Now that everyone is looking forward to fall, I thought I’d share one of the donut recipes I developed two autumns ago. These spicy pomegranate donuts are light in texture and aroma, making them perfect for early fall when the weather is still too warm for rich flavors.
Fun fact: pomegranates are in season from September to February in the northern hemisphere, although you can usually find them year round at the grocery store.
Since these are baked donuts, they are so easy to make. There’s no need for yeast leavening, or cleaning up used oil. You could quickly whip them up on a Sunday evening and enjoy them over the next few days. They make for a perfect snack or dessert and are easy to pack for work or school.

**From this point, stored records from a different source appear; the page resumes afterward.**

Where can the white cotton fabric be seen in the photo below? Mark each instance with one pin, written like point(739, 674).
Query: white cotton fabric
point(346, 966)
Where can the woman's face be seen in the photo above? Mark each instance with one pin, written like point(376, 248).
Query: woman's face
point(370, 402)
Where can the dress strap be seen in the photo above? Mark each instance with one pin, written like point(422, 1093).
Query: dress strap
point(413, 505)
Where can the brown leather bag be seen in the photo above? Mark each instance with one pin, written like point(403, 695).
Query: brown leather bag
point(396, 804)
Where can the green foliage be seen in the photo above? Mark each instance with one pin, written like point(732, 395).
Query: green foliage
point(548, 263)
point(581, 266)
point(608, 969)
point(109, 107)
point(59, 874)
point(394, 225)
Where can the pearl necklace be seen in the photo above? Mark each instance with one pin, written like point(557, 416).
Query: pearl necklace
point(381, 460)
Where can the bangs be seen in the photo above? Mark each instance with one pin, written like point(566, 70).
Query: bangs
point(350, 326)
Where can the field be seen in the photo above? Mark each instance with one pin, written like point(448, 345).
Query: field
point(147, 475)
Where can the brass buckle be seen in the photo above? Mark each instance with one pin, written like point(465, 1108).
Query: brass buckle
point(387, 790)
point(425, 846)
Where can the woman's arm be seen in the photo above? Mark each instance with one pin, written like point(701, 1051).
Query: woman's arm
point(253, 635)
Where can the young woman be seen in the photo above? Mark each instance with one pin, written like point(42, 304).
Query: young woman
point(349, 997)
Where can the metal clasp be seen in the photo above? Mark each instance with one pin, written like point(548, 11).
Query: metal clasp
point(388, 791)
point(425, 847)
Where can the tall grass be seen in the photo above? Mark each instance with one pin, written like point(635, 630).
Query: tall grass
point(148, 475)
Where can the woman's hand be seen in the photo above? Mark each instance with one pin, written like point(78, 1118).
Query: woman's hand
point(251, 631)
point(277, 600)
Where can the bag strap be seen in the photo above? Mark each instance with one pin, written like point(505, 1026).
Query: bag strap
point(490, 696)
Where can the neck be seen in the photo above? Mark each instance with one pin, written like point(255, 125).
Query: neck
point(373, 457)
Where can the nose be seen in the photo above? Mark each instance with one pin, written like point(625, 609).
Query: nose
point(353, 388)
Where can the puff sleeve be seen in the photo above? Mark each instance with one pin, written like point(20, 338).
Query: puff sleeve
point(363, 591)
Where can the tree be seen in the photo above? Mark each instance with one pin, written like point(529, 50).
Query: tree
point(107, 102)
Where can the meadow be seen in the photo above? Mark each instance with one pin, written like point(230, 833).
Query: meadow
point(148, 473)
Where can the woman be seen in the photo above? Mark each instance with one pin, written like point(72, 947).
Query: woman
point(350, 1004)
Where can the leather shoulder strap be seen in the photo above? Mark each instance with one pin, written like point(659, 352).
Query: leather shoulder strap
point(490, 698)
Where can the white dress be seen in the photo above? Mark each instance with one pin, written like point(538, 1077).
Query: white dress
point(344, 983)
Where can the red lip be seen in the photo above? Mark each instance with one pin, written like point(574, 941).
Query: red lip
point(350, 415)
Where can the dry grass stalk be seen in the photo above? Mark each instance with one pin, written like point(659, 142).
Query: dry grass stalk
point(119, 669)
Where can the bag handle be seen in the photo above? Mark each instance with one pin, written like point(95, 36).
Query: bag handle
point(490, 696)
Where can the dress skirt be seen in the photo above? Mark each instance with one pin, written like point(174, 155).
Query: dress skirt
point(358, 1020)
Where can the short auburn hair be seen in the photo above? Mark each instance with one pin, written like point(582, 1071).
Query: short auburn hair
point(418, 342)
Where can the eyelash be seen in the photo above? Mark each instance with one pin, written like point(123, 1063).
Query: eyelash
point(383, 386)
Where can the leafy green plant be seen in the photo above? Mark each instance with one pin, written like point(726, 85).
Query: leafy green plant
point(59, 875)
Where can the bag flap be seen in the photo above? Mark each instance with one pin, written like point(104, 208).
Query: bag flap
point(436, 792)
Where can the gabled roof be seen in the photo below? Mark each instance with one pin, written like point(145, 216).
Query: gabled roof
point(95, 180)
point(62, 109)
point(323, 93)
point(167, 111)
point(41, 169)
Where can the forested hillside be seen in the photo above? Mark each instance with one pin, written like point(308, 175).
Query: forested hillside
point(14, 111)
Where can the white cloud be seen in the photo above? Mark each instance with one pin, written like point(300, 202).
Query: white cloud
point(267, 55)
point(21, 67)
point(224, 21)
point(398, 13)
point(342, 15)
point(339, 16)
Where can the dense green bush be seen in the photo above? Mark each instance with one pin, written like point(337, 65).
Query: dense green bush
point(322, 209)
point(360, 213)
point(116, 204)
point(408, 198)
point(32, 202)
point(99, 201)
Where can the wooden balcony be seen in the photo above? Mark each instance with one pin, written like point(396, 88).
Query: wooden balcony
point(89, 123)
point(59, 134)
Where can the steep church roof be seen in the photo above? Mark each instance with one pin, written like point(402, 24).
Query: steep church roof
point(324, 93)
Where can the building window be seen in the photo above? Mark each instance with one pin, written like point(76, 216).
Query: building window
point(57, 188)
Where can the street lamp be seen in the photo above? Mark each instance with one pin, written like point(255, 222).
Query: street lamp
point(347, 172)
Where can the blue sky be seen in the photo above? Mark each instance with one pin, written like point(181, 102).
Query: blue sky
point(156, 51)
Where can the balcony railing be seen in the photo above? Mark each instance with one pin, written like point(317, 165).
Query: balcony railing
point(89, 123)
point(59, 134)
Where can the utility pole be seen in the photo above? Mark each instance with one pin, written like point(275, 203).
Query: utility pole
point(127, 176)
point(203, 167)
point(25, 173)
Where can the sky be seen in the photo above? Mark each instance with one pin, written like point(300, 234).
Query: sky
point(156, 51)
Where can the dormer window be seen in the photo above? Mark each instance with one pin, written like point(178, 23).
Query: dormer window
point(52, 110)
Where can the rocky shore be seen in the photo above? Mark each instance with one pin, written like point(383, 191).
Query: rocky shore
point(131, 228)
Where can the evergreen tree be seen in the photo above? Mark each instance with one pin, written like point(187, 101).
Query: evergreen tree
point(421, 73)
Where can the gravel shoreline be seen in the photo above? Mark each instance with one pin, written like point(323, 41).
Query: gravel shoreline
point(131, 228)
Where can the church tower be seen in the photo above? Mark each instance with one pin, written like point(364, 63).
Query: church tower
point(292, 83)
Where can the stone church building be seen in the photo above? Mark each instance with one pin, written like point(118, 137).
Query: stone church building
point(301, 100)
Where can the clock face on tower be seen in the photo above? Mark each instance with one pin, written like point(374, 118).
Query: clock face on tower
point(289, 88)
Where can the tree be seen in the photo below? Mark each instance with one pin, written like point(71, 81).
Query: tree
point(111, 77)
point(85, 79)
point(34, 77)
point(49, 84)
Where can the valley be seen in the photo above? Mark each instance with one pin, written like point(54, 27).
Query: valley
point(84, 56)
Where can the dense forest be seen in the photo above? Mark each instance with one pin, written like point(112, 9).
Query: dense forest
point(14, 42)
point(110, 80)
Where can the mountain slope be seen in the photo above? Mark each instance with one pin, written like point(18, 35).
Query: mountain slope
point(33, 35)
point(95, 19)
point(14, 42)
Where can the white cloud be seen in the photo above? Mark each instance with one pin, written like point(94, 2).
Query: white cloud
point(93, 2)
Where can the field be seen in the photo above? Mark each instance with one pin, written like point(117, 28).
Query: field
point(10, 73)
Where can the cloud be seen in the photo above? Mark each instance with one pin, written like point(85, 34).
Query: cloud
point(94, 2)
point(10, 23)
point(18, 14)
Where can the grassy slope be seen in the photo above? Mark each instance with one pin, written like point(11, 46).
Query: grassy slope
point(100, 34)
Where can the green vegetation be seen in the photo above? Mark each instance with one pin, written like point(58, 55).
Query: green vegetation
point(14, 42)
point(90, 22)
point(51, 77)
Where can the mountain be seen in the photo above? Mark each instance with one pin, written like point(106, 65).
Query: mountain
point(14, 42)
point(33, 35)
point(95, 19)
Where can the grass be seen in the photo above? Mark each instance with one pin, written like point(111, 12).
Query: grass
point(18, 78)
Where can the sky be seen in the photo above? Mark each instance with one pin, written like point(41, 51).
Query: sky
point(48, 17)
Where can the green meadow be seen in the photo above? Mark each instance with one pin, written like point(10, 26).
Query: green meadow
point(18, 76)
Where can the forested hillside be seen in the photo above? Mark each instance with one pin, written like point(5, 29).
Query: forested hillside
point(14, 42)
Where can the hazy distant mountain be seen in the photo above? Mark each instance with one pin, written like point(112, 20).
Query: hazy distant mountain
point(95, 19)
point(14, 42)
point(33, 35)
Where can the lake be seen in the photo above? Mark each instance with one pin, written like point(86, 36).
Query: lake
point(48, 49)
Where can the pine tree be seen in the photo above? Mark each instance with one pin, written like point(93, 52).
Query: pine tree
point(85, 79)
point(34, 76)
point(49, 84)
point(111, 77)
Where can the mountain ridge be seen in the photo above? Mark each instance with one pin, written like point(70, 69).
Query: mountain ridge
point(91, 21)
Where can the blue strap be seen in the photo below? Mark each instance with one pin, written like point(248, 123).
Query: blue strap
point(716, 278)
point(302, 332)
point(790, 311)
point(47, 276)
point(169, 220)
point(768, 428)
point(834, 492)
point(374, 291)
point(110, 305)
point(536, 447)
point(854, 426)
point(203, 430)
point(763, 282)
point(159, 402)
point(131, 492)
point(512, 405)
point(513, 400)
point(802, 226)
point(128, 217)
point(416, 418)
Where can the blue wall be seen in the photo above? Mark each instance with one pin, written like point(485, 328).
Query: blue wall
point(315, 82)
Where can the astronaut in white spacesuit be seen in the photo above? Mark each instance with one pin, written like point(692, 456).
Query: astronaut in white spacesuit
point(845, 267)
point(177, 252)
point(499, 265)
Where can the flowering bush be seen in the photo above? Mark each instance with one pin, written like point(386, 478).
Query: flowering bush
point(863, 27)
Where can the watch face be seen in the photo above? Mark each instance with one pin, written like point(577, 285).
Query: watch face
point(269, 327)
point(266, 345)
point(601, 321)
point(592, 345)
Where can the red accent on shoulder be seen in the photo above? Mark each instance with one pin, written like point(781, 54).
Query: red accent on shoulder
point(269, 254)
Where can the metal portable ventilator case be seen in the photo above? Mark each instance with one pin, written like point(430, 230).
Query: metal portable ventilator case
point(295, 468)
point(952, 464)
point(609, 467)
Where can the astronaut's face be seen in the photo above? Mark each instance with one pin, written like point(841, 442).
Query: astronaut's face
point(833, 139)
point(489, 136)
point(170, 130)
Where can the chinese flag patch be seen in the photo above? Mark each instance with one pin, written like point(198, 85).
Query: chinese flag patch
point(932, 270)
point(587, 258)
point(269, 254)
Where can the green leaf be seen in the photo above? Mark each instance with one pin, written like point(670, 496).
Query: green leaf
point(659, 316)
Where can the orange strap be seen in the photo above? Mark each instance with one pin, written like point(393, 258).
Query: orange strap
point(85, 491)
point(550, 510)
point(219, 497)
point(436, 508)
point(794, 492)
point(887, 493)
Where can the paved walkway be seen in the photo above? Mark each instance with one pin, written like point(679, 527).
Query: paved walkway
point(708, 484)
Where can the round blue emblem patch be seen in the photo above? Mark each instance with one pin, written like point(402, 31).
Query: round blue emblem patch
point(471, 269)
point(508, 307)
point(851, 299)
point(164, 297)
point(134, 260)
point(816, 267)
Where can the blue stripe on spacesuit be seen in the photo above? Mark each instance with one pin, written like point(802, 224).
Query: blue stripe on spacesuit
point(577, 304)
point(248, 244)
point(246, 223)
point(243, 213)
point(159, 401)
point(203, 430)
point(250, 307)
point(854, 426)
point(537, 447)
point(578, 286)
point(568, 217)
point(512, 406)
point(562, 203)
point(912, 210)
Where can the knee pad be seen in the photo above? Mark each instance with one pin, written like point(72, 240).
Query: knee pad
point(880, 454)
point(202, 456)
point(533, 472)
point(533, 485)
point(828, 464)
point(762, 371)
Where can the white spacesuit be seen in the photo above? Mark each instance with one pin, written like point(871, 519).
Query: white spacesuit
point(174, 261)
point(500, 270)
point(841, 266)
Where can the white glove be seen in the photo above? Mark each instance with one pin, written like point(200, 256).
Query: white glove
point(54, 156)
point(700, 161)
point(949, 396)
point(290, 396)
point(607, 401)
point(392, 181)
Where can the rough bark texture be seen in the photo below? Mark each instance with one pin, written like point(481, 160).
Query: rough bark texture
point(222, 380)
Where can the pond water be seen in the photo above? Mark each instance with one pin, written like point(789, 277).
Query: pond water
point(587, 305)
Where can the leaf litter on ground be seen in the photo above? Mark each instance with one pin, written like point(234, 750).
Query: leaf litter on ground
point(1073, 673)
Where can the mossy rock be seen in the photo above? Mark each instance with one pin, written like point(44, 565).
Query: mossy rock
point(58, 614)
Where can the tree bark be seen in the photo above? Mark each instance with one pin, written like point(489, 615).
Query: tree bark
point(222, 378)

I made the donuts using a simple, classic batter. You only need a couple simple ingredients such as: flour, sugar, butter, eggs, cream, baking powder, vanilla extract, and spices. To complement the pomegranate glaze, I also used the following spices: star anise, cinnamon, and nutmeg.
To make the glaze, I mixed a little pomegranate juice with some icing sugar. And look how pink the glaze looks from only 3-4 tbsp. of juice!
I also decorated my donuts with a couple pomegranate seeds as I thought they were looking too plain. But this step is optional.
If you have extras, you can freeze them in ziplock bags. Let them thaw at room temperature and eat them right away. Once you thaw them, they dry out very quickly.
See more donut recipes here.
And lastly, this is how to make the spicy pomegranate donuts:
Spicy Pomegranate Donuts
For the batter:
- 2 large eggs at room temperature
- 1 cup (150 g/ 5 ¼ oz.) all-purpose flour
- ½ cup (100 g/ 3 ½ oz.) granulated sugar
- ½ stick (60 g/ 2 oz.) unsalted butter at room temperature
- ½ cup (120 ml/ 4 ¼ oz.)cream (35% fat content)
- 1 tsp ground star anise seeds
- ½ tsp ground cinnamon
- ½ tsp ground nutmeg
- 1 tsp vanilla extract
- 1 tsp baking powder
- ¼ tsp salt
- 1 tbsp. unsalted butter at room temperature for greasing the pan
For the glaze:
- 1 ¾ cups (200 g/ 7 oz.) icing sugar
- 3-4 tbsp. freshly squeezed pomegranate juice
For the batter:
- Pre-heat oven to 180 °C (350 °F).
- Sift the flour, ground star anise, cinnamon, and nutmeg into a bowl, add the baking powder and mix them with a whisk.
- Gently melt the butter over low temperature. Make sure the butter does not bubble. Once melted, set it aside and allow it to cool a little.
- Crack the eggs into another bowl, add the sugar and beat at high speed with an electric mixer.The mixture is ready when almost triple in volume and light in colour. Add the vanilla extract, salt, cream and mix.
- Using a spatula, add the flour mix to the egg mix in 2-3 steps, mixing gently after each step. Make sure the flour is well incorporated, but do not over mix. Once the flour has been incorporated, fold in the melted cooled butter. Allow the batter to sit for 5 minutes.
- Grease the donut pan with room temperature butter. Pipe the batter filling ¾ of each cavity. Bake for 10 minutes, or until donuts spring back when gently pressed.
- Once baked, take the pan out of the oven and allow the donuts to cool in the donut pan 2-3 minutes at room temperature. Transfer them to a rack and let them sit until completely cooled.
For the glaze:
- In a bowl, mix the icing sugar and pomegranate juice until sugar is dissolved and mixture looks creamy. If the glaze is too thick, add 1 more tbsp. pomegranate juice. Pour or drizzle over the donuts.